On a recent Wednesday in London, a robotic teddy bear was temporarily perched on a streetlight next to Brixton Road, one of the most polluted streets in the city. When air pollution levels reached a certain limit–the point at which the government recommends that anyone with a lung or heart problem should reduce exercise outdoors–the bear raised its paw to its mouth and coughed.
“We discovered the alarming statistic that more people die every year from breathing in toxic air than from car accidents,” says James Crosby, a creative at the advertising agency McCann London, the team behind the project. More than 200 people are killed each year in accidents on the city’s streets, but more than 9,000 die prematurely from illnesses related to London’s air pollution. The bear, surrounded by flowers, forms a temporary memorial that the team is installing at local pollution hotspots. The fact that it is animatronic helps make people walking by pay attention.
“The problem with pollution is that you can’t see it, so we wanted to bring it to life in a really visual and arresting way . . . it’s not every day you see a robotic teddy bear on the street,” says Crosby.

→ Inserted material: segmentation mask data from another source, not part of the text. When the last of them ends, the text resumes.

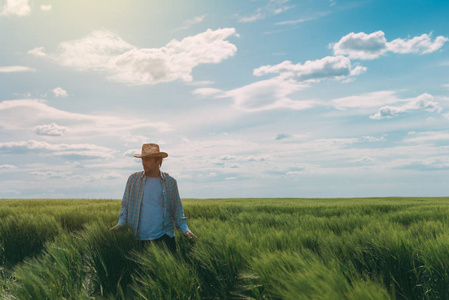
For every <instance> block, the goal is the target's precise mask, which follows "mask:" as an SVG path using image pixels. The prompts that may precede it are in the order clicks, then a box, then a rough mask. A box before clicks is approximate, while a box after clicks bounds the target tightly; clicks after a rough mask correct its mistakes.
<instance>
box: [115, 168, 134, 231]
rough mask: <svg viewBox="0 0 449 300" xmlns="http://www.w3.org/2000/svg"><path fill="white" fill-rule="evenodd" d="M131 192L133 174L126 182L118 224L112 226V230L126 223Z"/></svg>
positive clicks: (119, 215)
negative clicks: (128, 201) (116, 224)
mask: <svg viewBox="0 0 449 300" xmlns="http://www.w3.org/2000/svg"><path fill="white" fill-rule="evenodd" d="M130 194H131V176H130V177H129V178H128V181H127V183H126V188H125V192H124V193H123V198H122V207H121V209H120V213H119V217H118V224H117V225H115V226H114V227H112V228H111V230H115V229H119V228H122V227H123V226H125V225H126V217H127V215H128V210H127V203H128V200H129V197H130Z"/></svg>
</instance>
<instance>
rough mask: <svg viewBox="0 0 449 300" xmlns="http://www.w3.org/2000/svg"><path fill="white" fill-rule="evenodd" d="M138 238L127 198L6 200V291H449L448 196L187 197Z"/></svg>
mask: <svg viewBox="0 0 449 300" xmlns="http://www.w3.org/2000/svg"><path fill="white" fill-rule="evenodd" d="M183 204H184V211H185V214H186V216H187V217H188V220H187V223H188V225H189V228H190V229H191V230H192V231H193V232H194V233H195V234H196V235H197V236H198V237H199V240H198V241H196V242H194V241H191V240H188V239H186V238H185V237H183V236H182V233H181V232H180V231H177V232H176V234H177V236H176V239H177V243H178V253H177V254H176V255H175V256H172V255H171V254H169V253H168V252H167V251H165V249H161V248H158V247H146V248H142V247H140V246H139V245H138V244H137V243H136V242H135V240H134V238H133V237H132V235H131V233H130V232H129V231H128V230H121V231H117V232H116V231H109V228H110V227H111V226H112V225H114V224H116V223H117V218H118V212H119V210H120V201H117V200H81V199H72V200H70V199H60V200H51V199H33V200H24V199H17V200H14V199H4V200H0V218H1V223H0V259H1V261H0V262H1V266H0V280H1V282H0V287H1V289H0V296H1V297H2V298H4V299H292V300H293V299H449V276H448V271H449V230H448V229H449V228H448V224H449V222H448V221H449V198H365V199H184V200H183Z"/></svg>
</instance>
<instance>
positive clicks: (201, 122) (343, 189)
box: [0, 0, 449, 198]
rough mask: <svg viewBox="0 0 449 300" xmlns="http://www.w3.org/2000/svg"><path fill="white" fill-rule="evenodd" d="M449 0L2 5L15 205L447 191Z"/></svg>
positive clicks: (441, 191)
mask: <svg viewBox="0 0 449 300" xmlns="http://www.w3.org/2000/svg"><path fill="white" fill-rule="evenodd" d="M448 14H449V2H448V1H442V0H441V1H410V0H409V1H382V0H380V1H370V0H366V1H341V0H317V1H299V0H298V1H293V0H290V1H288V0H271V1H267V0H254V1H244V0H240V1H211V0H207V1H206V0H203V1H200V0H191V1H181V0H178V1H150V0H140V1H137V0H135V1H118V0H109V1H87V0H81V1H68V0H65V1H33V0H0V28H1V29H2V30H0V37H1V39H0V40H1V41H2V42H1V46H0V51H1V52H0V53H1V56H0V198H27V197H52V198H53V197H63V198H68V197H70V198H78V197H79V198H121V196H122V194H123V190H124V186H125V183H126V180H127V177H128V176H129V175H130V174H131V173H132V172H135V171H140V170H141V164H140V161H139V160H138V159H135V158H133V157H132V155H133V154H134V153H138V152H140V148H141V145H142V143H144V142H156V143H159V144H160V146H161V149H162V150H163V151H166V152H168V154H169V157H168V158H167V159H166V160H165V161H164V163H163V168H162V169H163V170H164V171H166V172H168V173H170V174H171V175H172V176H174V177H175V178H176V179H177V180H178V185H179V188H180V192H181V197H184V198H186V197H199V198H207V197H363V196H365V197H369V196H447V195H448V188H447V178H448V175H449V156H448V154H449V129H448V128H449V126H448V125H449V76H448V75H449V56H448V51H449V21H448V18H447V15H448Z"/></svg>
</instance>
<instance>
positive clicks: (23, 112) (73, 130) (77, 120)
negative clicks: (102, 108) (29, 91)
mask: <svg viewBox="0 0 449 300" xmlns="http://www.w3.org/2000/svg"><path fill="white" fill-rule="evenodd" d="M49 123H50V124H51V123H57V124H58V125H59V126H63V127H69V128H70V133H71V137H72V139H73V138H82V139H84V138H85V137H94V136H115V137H119V136H126V135H128V134H129V132H130V131H133V130H156V131H158V132H164V131H169V130H171V129H172V128H171V126H170V125H168V124H167V123H165V122H156V121H155V122H149V121H147V120H145V119H140V118H135V117H132V118H129V117H126V116H111V115H109V116H108V115H88V114H79V113H71V112H68V111H64V110H59V109H56V108H53V107H51V106H49V105H48V104H46V103H45V101H42V100H30V99H24V100H5V101H2V102H0V127H3V128H6V129H8V130H17V129H25V130H30V129H33V128H34V127H35V126H37V125H41V124H49Z"/></svg>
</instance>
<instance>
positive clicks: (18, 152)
mask: <svg viewBox="0 0 449 300" xmlns="http://www.w3.org/2000/svg"><path fill="white" fill-rule="evenodd" d="M0 153H3V154H28V153H38V154H43V155H53V156H57V157H62V158H64V159H69V160H78V159H99V158H100V159H108V158H113V155H112V154H113V153H114V151H113V150H112V149H110V148H107V147H102V146H97V145H93V144H50V143H47V142H41V141H36V140H29V141H20V142H6V143H0Z"/></svg>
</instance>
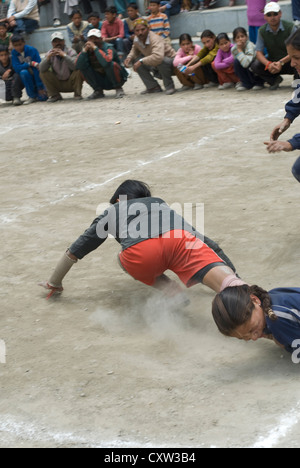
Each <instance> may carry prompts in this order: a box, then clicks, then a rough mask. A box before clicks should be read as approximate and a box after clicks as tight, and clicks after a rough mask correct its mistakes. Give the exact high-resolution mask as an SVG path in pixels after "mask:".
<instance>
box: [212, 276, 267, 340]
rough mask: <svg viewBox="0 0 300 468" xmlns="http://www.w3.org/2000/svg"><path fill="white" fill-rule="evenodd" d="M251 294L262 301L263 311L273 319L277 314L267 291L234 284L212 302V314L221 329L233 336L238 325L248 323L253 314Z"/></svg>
mask: <svg viewBox="0 0 300 468" xmlns="http://www.w3.org/2000/svg"><path fill="white" fill-rule="evenodd" d="M251 294H253V295H254V296H256V297H258V299H259V300H260V301H261V306H262V309H263V312H264V313H265V314H266V315H268V316H269V317H270V318H271V319H272V320H276V315H275V314H274V312H273V311H272V309H271V299H270V296H269V294H268V293H267V291H265V290H264V289H262V288H260V287H259V286H248V285H247V284H244V285H243V286H234V287H233V288H226V289H224V291H222V292H221V293H219V294H218V295H217V296H216V297H215V299H214V301H213V304H212V314H213V318H214V321H215V322H216V325H217V327H218V329H219V331H220V332H221V333H222V334H223V335H225V336H232V335H233V333H234V331H235V330H236V328H237V327H239V326H241V325H244V324H245V323H247V322H248V321H249V320H250V319H251V316H252V312H253V309H254V304H253V301H252V299H251Z"/></svg>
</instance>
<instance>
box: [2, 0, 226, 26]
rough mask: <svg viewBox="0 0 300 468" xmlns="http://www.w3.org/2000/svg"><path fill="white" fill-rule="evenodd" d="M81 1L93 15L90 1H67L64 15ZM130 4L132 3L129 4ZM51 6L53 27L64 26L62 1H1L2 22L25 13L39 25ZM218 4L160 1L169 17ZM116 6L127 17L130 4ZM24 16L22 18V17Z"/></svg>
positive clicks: (125, 0) (36, 0)
mask: <svg viewBox="0 0 300 468" xmlns="http://www.w3.org/2000/svg"><path fill="white" fill-rule="evenodd" d="M79 1H80V3H81V5H82V8H83V13H84V14H85V15H89V14H90V13H92V11H93V8H92V4H91V1H90V0H65V2H64V13H65V14H67V15H70V14H71V13H72V11H73V10H74V9H78V7H79ZM97 3H98V4H99V8H100V12H101V13H102V14H103V13H105V11H106V9H107V6H108V5H107V0H97ZM129 3H130V2H129ZM47 4H51V8H52V16H53V26H54V27H59V26H61V24H62V21H61V13H60V0H26V1H25V2H24V0H23V1H22V2H19V0H1V1H0V21H1V20H3V19H7V18H10V17H12V16H15V19H16V20H20V19H22V18H23V12H25V13H26V15H25V16H26V19H31V20H34V21H37V22H38V23H39V20H40V17H39V11H40V8H42V7H43V6H45V5H47ZM216 4H218V2H217V1H216V0H205V1H198V0H168V1H166V0H161V1H160V11H161V13H165V14H166V15H167V16H168V17H170V16H171V15H176V14H178V13H180V12H181V11H190V10H192V11H193V10H198V9H199V10H205V9H207V8H210V7H212V6H216ZM234 4H235V0H229V5H230V6H234ZM114 6H115V7H116V9H117V14H118V16H119V18H121V19H122V18H124V17H126V12H127V7H128V3H127V0H114ZM148 6H149V1H148V0H145V10H146V12H147V10H148ZM16 15H17V16H16ZM20 15H22V16H20ZM37 27H38V25H37V24H36V23H32V24H31V27H30V28H29V26H28V27H27V28H26V32H32V31H33V30H34V29H36V28H37Z"/></svg>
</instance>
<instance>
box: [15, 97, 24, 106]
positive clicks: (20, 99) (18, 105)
mask: <svg viewBox="0 0 300 468" xmlns="http://www.w3.org/2000/svg"><path fill="white" fill-rule="evenodd" d="M22 104H23V102H22V101H21V99H20V98H13V106H21V105H22Z"/></svg>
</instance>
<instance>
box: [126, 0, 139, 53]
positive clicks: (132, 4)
mask: <svg viewBox="0 0 300 468" xmlns="http://www.w3.org/2000/svg"><path fill="white" fill-rule="evenodd" d="M127 14H128V18H125V19H124V40H123V44H124V52H125V55H126V56H127V55H128V54H129V52H130V51H131V49H132V45H133V40H134V36H135V34H134V22H135V20H137V19H138V18H140V14H139V7H138V6H137V4H136V3H130V4H129V5H128V8H127Z"/></svg>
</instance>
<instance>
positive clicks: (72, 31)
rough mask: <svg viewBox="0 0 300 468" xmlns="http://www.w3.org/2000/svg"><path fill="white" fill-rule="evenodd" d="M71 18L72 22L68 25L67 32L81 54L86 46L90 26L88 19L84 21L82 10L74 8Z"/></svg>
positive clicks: (74, 47)
mask: <svg viewBox="0 0 300 468" xmlns="http://www.w3.org/2000/svg"><path fill="white" fill-rule="evenodd" d="M70 18H71V19H72V22H71V23H69V24H68V25H67V32H68V36H69V39H70V42H71V43H72V48H73V49H74V50H75V51H76V52H77V54H79V53H80V52H81V51H82V49H83V47H84V44H85V41H86V39H87V33H88V32H89V30H90V27H89V23H88V21H83V19H82V14H81V11H80V10H73V11H72V13H71V15H70Z"/></svg>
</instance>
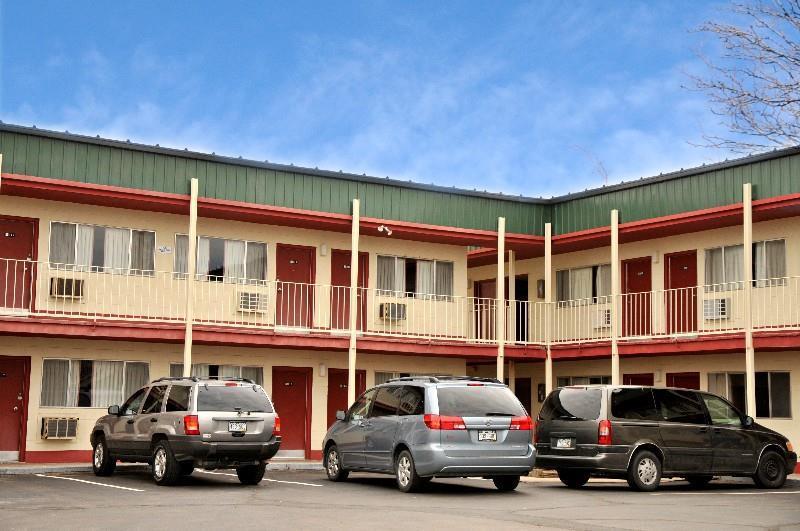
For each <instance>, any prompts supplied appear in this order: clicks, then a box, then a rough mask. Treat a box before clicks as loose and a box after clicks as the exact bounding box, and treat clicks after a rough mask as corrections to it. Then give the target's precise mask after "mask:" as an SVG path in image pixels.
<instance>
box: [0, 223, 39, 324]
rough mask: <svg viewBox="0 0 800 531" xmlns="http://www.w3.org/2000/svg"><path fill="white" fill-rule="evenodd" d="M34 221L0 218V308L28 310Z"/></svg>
mask: <svg viewBox="0 0 800 531" xmlns="http://www.w3.org/2000/svg"><path fill="white" fill-rule="evenodd" d="M35 242H36V220H32V219H16V218H0V308H27V309H30V303H31V293H32V292H33V287H32V280H33V278H34V276H33V266H34V264H33V263H31V262H30V261H31V260H33V259H34V244H35Z"/></svg>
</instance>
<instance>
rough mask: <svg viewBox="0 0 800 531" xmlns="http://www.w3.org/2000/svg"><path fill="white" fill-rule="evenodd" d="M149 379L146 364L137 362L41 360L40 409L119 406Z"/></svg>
mask: <svg viewBox="0 0 800 531" xmlns="http://www.w3.org/2000/svg"><path fill="white" fill-rule="evenodd" d="M149 379H150V364H149V363H147V362H139V361H136V362H134V361H105V360H71V359H70V360H65V359H45V360H44V361H43V364H42V393H41V397H40V405H41V407H97V408H104V407H108V406H112V405H119V404H122V402H124V401H125V399H126V398H127V397H128V396H130V395H131V394H133V393H134V392H135V391H136V390H137V389H139V388H140V387H142V386H144V385H146V384H147V382H148V381H149Z"/></svg>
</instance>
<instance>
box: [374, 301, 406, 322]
mask: <svg viewBox="0 0 800 531" xmlns="http://www.w3.org/2000/svg"><path fill="white" fill-rule="evenodd" d="M379 310H380V316H381V319H383V320H385V321H404V320H405V318H406V305H405V304H404V303H400V302H382V303H381V304H380V306H379Z"/></svg>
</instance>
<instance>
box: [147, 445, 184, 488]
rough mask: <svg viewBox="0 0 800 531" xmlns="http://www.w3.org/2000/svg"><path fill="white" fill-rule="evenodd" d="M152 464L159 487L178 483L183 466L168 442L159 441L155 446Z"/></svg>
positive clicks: (157, 482) (152, 469)
mask: <svg viewBox="0 0 800 531" xmlns="http://www.w3.org/2000/svg"><path fill="white" fill-rule="evenodd" d="M151 463H152V465H151V471H152V474H153V480H154V481H155V482H156V484H157V485H174V484H175V483H176V482H177V481H178V478H179V477H180V473H181V466H180V463H178V461H177V460H176V459H175V455H174V454H173V453H172V449H171V448H170V447H169V443H168V442H167V441H158V442H157V443H156V444H155V446H154V447H153V457H152V460H151Z"/></svg>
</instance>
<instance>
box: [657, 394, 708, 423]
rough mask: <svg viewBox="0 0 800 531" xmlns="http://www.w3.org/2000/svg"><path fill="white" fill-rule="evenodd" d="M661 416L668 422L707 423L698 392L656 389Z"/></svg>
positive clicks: (682, 422)
mask: <svg viewBox="0 0 800 531" xmlns="http://www.w3.org/2000/svg"><path fill="white" fill-rule="evenodd" d="M653 394H654V395H655V397H656V402H657V404H658V407H659V410H660V413H661V416H662V418H663V419H664V420H666V421H668V422H680V423H684V424H706V413H705V411H704V410H703V404H702V403H701V401H700V397H699V396H698V394H697V393H694V392H692V391H673V390H671V389H654V390H653Z"/></svg>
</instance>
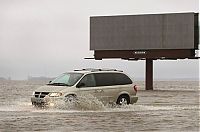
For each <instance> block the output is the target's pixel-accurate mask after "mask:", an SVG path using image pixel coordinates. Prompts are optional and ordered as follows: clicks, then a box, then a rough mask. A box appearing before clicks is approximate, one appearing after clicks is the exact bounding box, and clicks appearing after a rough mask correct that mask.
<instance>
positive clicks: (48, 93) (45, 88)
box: [31, 69, 138, 106]
mask: <svg viewBox="0 0 200 132" xmlns="http://www.w3.org/2000/svg"><path fill="white" fill-rule="evenodd" d="M136 93H137V87H136V85H134V84H133V82H132V80H131V79H130V78H129V77H128V76H127V75H126V74H125V73H123V72H122V71H119V70H115V69H82V70H74V71H72V72H67V73H63V74H62V75H60V76H58V77H57V78H56V79H55V80H53V81H50V82H49V84H47V85H45V86H42V87H39V88H38V89H36V90H35V91H34V92H33V95H32V97H31V102H32V104H33V105H35V106H46V105H47V106H48V105H50V103H52V100H56V101H59V100H64V101H72V100H75V99H76V98H78V96H79V95H83V94H84V95H92V96H94V97H95V98H97V99H98V100H99V101H101V102H102V103H103V104H110V103H112V104H113V103H114V104H118V105H128V104H133V103H136V102H137V100H138V97H137V96H136Z"/></svg>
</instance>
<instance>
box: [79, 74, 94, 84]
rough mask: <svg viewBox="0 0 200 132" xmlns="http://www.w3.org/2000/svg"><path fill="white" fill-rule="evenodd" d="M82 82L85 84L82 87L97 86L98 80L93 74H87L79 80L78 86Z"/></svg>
mask: <svg viewBox="0 0 200 132" xmlns="http://www.w3.org/2000/svg"><path fill="white" fill-rule="evenodd" d="M81 83H82V84H84V85H83V86H81V87H95V86H96V82H95V79H94V75H93V74H88V75H85V76H84V77H83V79H82V80H81V81H80V82H79V84H78V86H80V84H81Z"/></svg>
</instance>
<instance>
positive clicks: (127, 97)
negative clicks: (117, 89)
mask: <svg viewBox="0 0 200 132" xmlns="http://www.w3.org/2000/svg"><path fill="white" fill-rule="evenodd" d="M116 103H117V104H118V105H128V104H130V98H129V96H128V95H121V96H119V98H118V99H117V102H116Z"/></svg>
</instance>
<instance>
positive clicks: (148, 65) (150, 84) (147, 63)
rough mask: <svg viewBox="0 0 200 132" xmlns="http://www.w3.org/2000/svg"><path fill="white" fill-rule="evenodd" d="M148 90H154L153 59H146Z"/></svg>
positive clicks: (146, 84) (147, 89) (147, 87)
mask: <svg viewBox="0 0 200 132" xmlns="http://www.w3.org/2000/svg"><path fill="white" fill-rule="evenodd" d="M145 85H146V87H145V89H146V90H153V59H146V82H145Z"/></svg>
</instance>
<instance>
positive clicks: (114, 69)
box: [74, 68, 123, 72]
mask: <svg viewBox="0 0 200 132" xmlns="http://www.w3.org/2000/svg"><path fill="white" fill-rule="evenodd" d="M74 71H91V72H95V71H119V72H123V71H121V70H117V69H109V68H103V69H95V68H85V69H76V70H74Z"/></svg>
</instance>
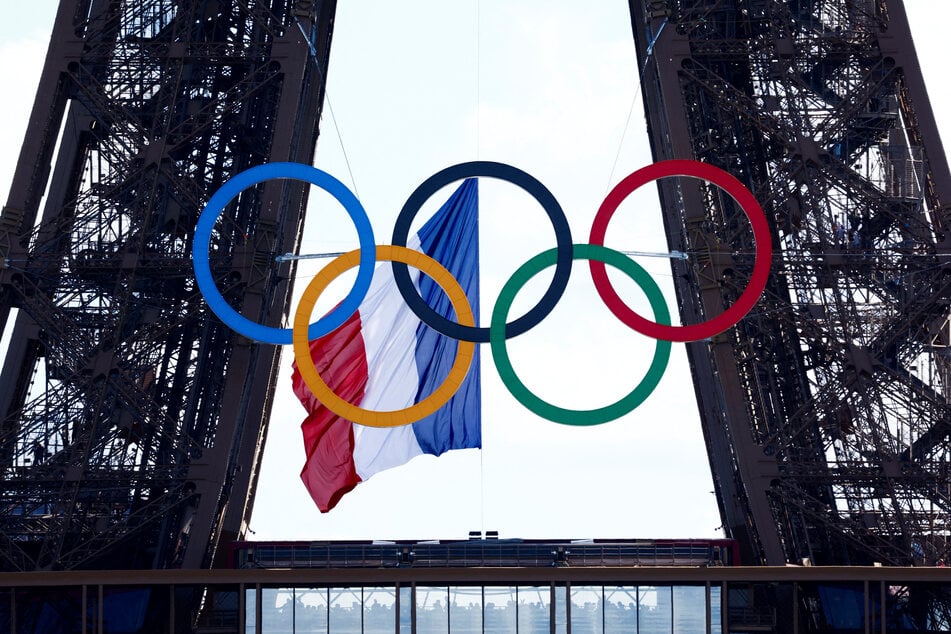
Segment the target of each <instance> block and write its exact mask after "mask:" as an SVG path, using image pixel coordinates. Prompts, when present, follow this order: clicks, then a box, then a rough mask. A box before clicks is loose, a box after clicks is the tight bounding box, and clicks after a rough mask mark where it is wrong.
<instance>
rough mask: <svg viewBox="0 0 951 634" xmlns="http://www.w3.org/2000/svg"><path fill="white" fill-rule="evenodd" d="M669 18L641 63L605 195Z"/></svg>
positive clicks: (609, 183)
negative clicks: (636, 84)
mask: <svg viewBox="0 0 951 634" xmlns="http://www.w3.org/2000/svg"><path fill="white" fill-rule="evenodd" d="M668 19H669V18H664V21H663V22H662V23H661V25H660V28H659V29H657V35H655V36H654V37H653V38H652V39H651V41H650V43H649V44H648V45H647V55H645V57H644V63H643V64H642V65H641V72H640V74H639V75H638V78H637V80H638V81H637V86H636V87H635V88H634V96H633V97H632V98H631V107H630V109H629V110H628V111H627V121H625V122H624V131H623V132H621V141H620V143H618V147H617V153H616V154H615V155H614V164H613V165H611V173H610V174H609V175H608V184H607V187H605V188H604V193H605V195H607V193H608V192H609V191H611V183H612V182H613V181H614V172H615V170H617V164H618V161H619V160H620V158H621V149H622V148H623V147H624V139H625V137H627V130H628V128H629V127H630V125H631V117H632V116H633V115H634V106H635V105H637V97H638V96H639V95H640V94H641V84H643V82H644V73H645V72H647V62H648V61H650V57H651V54H652V53H653V52H654V45H655V44H656V43H657V39H658V38H659V37H660V34H661V33H663V32H664V27H665V26H667V20H668Z"/></svg>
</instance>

The bear, called Toxic Toby, was 3D printed, and animatronics make it possible for it to turn its head from side to side and cough. Air quality data from BreezoMeter, a company that monitors hyperlocal pollution in real time, triggers each cough. As the bear coughs, it also tweets at local politicians urging them to take action to reduce pollution.
Crosby, who suffers from asthma himself, bikes to work on Brixton Road each day. “Just standing by the road for a few minutes, you can taste the pollution in the back of your throat,” he says. “Also, the area is home to many primary schools, and children are most at risk from breathing pollution, as their lungs are still developing.”
The team is using BreezoMeter’s data to identify the most polluted locations in London and move the bear from place to place. It also plans to leave the city. “We’re planning on taking Toxic Toby on a U.K. tour, and then on to different countries around the world to spread our message that breathing clean air should be a human right,” Crosby says.